Monday, March 23, 2009

Parsing ISO 8601 Dates in Flex

Flex has many capabilities, but parsing dates is not one of them. As a member of the JSR-310 team I am focused on date formatting and parsing across many formats, so it comes as a bit of a surprise that Flex has very little support for this. I guess it's time to roll my own.

Unlike Java date formatters, Flex doesn't let you set the parse format to accept custom inputs. The formats must match one of the seven standard parse formats that Flex supports. Some third party examples try to use Date.parse() after massaging the input string, but they are a bit lame.

A good way to parse dates in Flex is to use RegExp to extract the numbers. Then, the numbers need to be validated prior to assignment.

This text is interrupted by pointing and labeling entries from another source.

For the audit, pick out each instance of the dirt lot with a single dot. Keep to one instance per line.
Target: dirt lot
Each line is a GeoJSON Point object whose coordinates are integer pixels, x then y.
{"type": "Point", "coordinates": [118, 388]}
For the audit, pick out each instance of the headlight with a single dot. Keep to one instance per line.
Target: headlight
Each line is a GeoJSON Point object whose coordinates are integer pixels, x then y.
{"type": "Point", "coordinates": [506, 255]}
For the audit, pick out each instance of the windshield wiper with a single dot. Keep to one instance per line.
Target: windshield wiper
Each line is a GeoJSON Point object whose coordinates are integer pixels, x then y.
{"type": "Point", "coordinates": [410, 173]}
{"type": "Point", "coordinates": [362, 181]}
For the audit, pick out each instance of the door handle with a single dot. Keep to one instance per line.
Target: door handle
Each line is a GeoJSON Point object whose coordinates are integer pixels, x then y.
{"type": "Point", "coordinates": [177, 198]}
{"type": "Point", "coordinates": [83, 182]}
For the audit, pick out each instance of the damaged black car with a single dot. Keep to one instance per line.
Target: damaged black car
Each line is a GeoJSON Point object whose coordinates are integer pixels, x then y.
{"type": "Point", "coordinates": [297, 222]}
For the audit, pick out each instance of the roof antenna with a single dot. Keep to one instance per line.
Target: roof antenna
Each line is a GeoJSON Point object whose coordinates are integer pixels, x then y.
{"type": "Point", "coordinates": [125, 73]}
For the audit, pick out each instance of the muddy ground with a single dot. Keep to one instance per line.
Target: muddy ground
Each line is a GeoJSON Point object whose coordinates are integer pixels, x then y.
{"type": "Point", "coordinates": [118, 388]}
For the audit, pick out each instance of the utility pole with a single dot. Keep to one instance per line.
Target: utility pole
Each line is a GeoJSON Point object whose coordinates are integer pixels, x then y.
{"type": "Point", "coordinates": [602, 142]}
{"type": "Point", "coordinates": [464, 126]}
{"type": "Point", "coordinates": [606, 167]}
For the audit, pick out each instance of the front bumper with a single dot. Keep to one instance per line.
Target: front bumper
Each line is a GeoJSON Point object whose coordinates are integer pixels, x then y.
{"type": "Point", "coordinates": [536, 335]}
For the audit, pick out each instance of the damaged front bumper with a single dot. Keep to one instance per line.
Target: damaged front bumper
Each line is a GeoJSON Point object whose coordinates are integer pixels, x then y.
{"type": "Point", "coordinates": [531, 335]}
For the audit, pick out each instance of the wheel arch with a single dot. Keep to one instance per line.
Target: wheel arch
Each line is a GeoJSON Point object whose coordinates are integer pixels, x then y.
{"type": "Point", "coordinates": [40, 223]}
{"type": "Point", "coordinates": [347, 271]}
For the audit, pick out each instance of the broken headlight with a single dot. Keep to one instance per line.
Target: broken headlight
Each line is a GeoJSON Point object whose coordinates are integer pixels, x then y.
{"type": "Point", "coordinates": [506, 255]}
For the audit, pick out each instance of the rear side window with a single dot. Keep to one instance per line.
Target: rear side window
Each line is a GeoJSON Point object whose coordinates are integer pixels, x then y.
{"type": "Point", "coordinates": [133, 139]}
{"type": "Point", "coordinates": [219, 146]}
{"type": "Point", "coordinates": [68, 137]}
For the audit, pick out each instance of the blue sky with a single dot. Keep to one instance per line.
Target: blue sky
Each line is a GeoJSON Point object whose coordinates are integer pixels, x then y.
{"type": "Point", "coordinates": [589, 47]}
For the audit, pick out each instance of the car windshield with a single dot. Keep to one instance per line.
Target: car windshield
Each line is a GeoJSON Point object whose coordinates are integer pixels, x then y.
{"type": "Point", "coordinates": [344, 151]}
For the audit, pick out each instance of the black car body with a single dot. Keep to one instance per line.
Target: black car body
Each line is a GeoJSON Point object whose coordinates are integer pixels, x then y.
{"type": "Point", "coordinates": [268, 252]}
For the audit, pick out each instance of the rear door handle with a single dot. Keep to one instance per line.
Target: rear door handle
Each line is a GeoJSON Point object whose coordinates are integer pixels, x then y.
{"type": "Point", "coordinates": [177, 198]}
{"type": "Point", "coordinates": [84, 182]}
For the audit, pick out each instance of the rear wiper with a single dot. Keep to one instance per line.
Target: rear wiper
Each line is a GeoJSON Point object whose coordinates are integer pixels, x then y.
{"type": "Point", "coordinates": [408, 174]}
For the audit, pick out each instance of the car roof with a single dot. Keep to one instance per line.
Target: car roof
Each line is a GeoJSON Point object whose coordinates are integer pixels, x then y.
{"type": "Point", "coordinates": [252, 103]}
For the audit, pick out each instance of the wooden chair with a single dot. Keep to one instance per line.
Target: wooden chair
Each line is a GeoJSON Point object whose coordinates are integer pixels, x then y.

First, lets look at a few code snippets to see how to pull the numbers out of a local date (no time zone offset).

// ISO 8601 date time as YYYY-MM-DDThh:mm:ss.SSS
var dateTimeArray:Array = inputDate.split('T')
var dateString:String = dateTimeArray[0]
var timeString:String = dateTimeArray[1]

// parse the date from YYYY-MM-DD
var pattern:RegExp = /(^\d{4})-(\d{2})-(\d{2}$)/
var result:Object = pattern.exec( dateString )
if (result == null)
throw(new Error("invalid date format"))

var year:uint = new uint( result[1] )
var month:uint = new uint( result[2] )
var day:uint = new uint( result[3] )

if (!validateDate(year, month, day))
throw(new Error("invalid date format"))

var date:Date = new Date(year, month - 1, day, 0, 0, 0, 0)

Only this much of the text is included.